3 rodzaje rozmnażania płciowego występujące w bakteriach (1869 słów)

Rodzaje rozmnażania płciowego, które występują w bakteriach, są następujące:

Obserwacje cytologiczne i badania genetyczne wskazują na coś w rodzaju rozmnażania płciowego, polegającego na fuzji dwóch różnych komórek, a przenoszenie czynników dziedzicznych występuje rzadko w bakteriach. Rekombinacja genetyczna zachodzi w bakteriach, które zostały starannie zbadane i prawdopodobnie występuje również u innych gatunków.

Zdjęcie dzięki uprzejmości: upload.wikimedia.org/wikipedia/commons/thumb/c/c7/Caduco.jpg/1280px-Caduco.jpg

Jeden z najintensywniej przebadanych gatunków bakterii wykazał, że Escherichia coli uprawia seks - niektóre działają jak samce i przekazują informacje genetyczne poprzez bezpośredni kontakt z samicami.
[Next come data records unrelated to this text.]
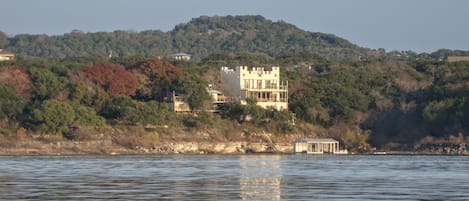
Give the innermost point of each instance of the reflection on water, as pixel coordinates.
(244, 177)
(260, 177)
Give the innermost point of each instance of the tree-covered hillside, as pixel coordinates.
(200, 37)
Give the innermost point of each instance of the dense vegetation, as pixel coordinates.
(200, 37)
(389, 100)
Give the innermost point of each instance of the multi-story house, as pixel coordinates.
(257, 83)
(5, 56)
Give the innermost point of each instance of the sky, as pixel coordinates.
(416, 25)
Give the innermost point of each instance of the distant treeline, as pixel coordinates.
(373, 102)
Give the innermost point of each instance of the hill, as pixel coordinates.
(200, 37)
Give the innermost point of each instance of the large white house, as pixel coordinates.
(5, 56)
(258, 83)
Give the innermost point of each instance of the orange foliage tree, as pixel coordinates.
(18, 79)
(113, 78)
(156, 78)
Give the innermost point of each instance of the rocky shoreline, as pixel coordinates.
(107, 148)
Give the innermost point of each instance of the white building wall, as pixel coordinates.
(263, 85)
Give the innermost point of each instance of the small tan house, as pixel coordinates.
(181, 57)
(317, 146)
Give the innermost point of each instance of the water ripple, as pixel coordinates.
(243, 177)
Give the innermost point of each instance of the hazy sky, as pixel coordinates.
(417, 25)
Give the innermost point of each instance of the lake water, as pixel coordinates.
(234, 177)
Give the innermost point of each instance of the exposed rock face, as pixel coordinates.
(446, 148)
(218, 148)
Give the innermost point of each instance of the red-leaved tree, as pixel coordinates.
(113, 78)
(18, 79)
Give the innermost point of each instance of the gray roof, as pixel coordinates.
(317, 140)
(181, 54)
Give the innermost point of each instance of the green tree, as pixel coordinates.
(47, 85)
(53, 117)
(194, 90)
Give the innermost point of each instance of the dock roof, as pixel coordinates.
(317, 140)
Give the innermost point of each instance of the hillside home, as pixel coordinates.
(261, 84)
(6, 56)
(458, 58)
(181, 57)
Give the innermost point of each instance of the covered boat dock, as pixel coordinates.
(317, 146)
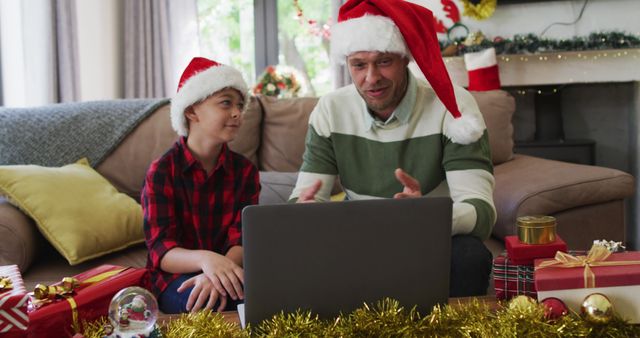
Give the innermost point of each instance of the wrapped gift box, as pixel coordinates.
(620, 283)
(89, 301)
(13, 304)
(521, 253)
(511, 279)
Ta zdolność przenoszenia genów jest regulowana przez współczynnik płodności F +, który sam może zostać przeniesiony na samicę, zamieniając ją w mężczyznę.

Zwykłe wegetatywne komórki bakteryjne są haploidalne i w części reprodukcji płciowej lub wszystkie chromosomy przechodzą z komórki męskiej do żeńskiej, tworząc komórkę, tj. Częściowo lub całkowicie diploidalnie. Przekraczanie następnie zachodzi pomiędzy chromosomem żeńskim a chromosomem lub fragmentem męskim, po czym następuje proces segregacji, który daje haploidalne komórki potomne.
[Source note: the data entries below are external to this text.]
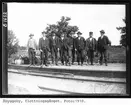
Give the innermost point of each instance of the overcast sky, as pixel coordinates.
(26, 18)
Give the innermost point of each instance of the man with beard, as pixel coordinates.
(90, 47)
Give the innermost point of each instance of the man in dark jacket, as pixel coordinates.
(54, 46)
(70, 48)
(44, 48)
(102, 47)
(74, 48)
(63, 42)
(31, 46)
(90, 47)
(80, 46)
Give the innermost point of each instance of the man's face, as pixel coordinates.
(78, 35)
(102, 33)
(62, 36)
(91, 35)
(31, 36)
(53, 34)
(43, 35)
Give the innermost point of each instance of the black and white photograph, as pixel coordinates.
(66, 49)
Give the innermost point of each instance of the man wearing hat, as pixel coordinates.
(80, 46)
(63, 42)
(102, 47)
(54, 46)
(31, 46)
(90, 47)
(70, 48)
(44, 49)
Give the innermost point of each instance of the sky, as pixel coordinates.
(26, 18)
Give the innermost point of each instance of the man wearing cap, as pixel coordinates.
(80, 46)
(63, 42)
(44, 48)
(102, 47)
(90, 47)
(31, 46)
(54, 46)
1. Transformacja bakteryjna:

Transfer genetyczny w bakteriach zachodzi również w wyniku transformacji, w której cząsteczka DNA komórki dawcy, gdy zostaje uwolniona przez jej rozpad, jest pobierana przez inną komórkę biorcy, a jej potomstwo dziedziczy niektóre cechy komórki dawcy. Gdy różne szczepy bakterii znajdują się w stanie zmieszanym w kulturze lub w naturze, niektóre z powstałych potomstwa mają kombinację charakterów szczepów rodzicielskich. Zjawisko to znane jest jako rekombinacja.
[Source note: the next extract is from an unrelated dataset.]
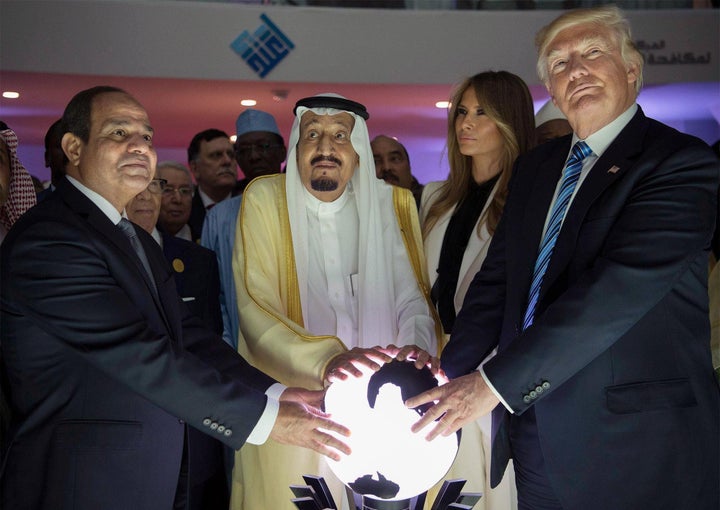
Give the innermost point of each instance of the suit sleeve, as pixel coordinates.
(89, 297)
(651, 263)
Zjawisko transformacji zostało po raz pierwszy zarejestrowane przez Griffitha (1928). Avery, Macleod i McCarty (1944) wykazali, że transformującą zasadą jest DNA w sekwencji zdarzeń w transformacji bakteryjnej.

Kierunki badań, które doprowadziły do ​​zrozumienia chemicznej natury materiału genetycznego, powstały w wyniku badania szkodliwego organizmu Diplococcus pneumoniae. Bakteria ta powoduje zapalenie płuc u mężczyzn. W 1928 roku Fryderyk Griffith odkrył, że istnieją dwa szczepy D. pneumoniae, jeden tworzący gładkie kolonie chronione przez kapsułkę, a drugi tworzący nieregularne lub szorstkie kolonie bez kapsułki po wyhodowaniu na odpowiednim podłożu na płytkach Petriego.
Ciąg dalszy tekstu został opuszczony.